The Melton Medes pensions fraud trial has settled after two weeks in the High Court.
The lawyer-intensive trial was expected to last up to 10 weeks, at an expected cost of £2 million. The litigation, which has rumbled on for several years, is thought to have cost around £5 million in legal fees.
The case centred on litigation by seven pension holders alleging breach of contract against private company Melton Medes Group, its owner Natha Ram Puri, fellow director James Edward Philpotts, subsidiary companies including wholly-owned Melton Medes Pension Trustees and two Imperial Group pension trust companies (The Lawyer 2 May).
An action by the Securities and Investments Board (SIB), running simultaneously in the court and alleging breach of regulatory rules, is also thought to have settled.
The beneficiaries, representing 500 pensioners, alleged that Melton Medes failed to properly repay cash taken from the pension funds of two subsidiary businesses that it acquired from Imperial Group in the mid-1980s.
Actions against the main defendants - Melton Medes Group and its owner, Puri - are stayed pending compliance with a Tomlin Order.
The order requires an independent fund with trustees to be established and for cash to be pumped in by the main defendants.
Action against all other defendants is discontinued. These include the Imperial Group trusts, which had always denied any involvement in wrong-doing. They had lodged contribution notices, signalling they would sue other defendants if it proved necessary.

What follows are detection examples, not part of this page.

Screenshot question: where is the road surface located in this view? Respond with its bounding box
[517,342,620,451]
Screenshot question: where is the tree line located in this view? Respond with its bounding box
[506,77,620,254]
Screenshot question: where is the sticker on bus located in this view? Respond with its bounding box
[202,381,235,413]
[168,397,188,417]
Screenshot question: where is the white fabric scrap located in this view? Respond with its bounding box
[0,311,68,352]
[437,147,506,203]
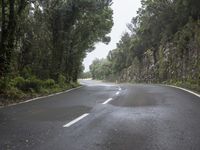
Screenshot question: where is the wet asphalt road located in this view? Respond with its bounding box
[0,81,200,150]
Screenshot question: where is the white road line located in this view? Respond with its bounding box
[165,85,200,97]
[63,114,89,128]
[0,86,83,108]
[116,91,120,95]
[102,98,113,105]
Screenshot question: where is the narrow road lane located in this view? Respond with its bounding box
[0,80,200,150]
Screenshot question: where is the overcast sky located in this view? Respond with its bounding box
[83,0,141,71]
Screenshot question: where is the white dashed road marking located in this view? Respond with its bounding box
[63,114,89,128]
[102,98,113,105]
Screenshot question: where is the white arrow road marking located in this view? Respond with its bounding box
[63,114,89,128]
[102,98,113,105]
[116,91,120,95]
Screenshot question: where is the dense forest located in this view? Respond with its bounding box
[0,0,113,103]
[90,0,200,91]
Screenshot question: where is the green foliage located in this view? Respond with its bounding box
[58,74,66,87]
[0,0,113,104]
[90,0,200,89]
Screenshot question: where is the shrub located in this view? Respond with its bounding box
[58,74,66,87]
[16,78,42,92]
[43,79,56,88]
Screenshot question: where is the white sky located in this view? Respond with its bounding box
[83,0,141,71]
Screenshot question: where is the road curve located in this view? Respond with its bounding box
[0,80,200,150]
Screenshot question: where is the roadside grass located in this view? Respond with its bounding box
[0,76,80,106]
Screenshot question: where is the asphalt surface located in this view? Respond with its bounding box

Lawyers will now hammer out the mechanism of a trust deed and its rules of oper-
ation.
Denton Hall acted for SIB, DJ Freeman for Melton Medes and related individuals, Osborne Clarke for the Imperial trusts, with Dibb Lupton Broomhead and Hand & Co for the beneficiaries and judicial trustees, Robson Rhodes.
Court-appointed Robson Rhodes took over the beneficiaries’ case when funding from the Graphical, Paper and Media Union ran out.
Readers' comments (1)
John Barrie Birtwistle | 18-May-2010 7:06 pm
If these so called Trustees had any idea of the hardship and misery their actions had caused to my wife and me, they wouldn't sleep at night! I contributed to the fund and for many years made AVC's to "do the right thing" and now they are stopped. One wonders if it was all a waste of trust and time, trying not to be a burden on the state.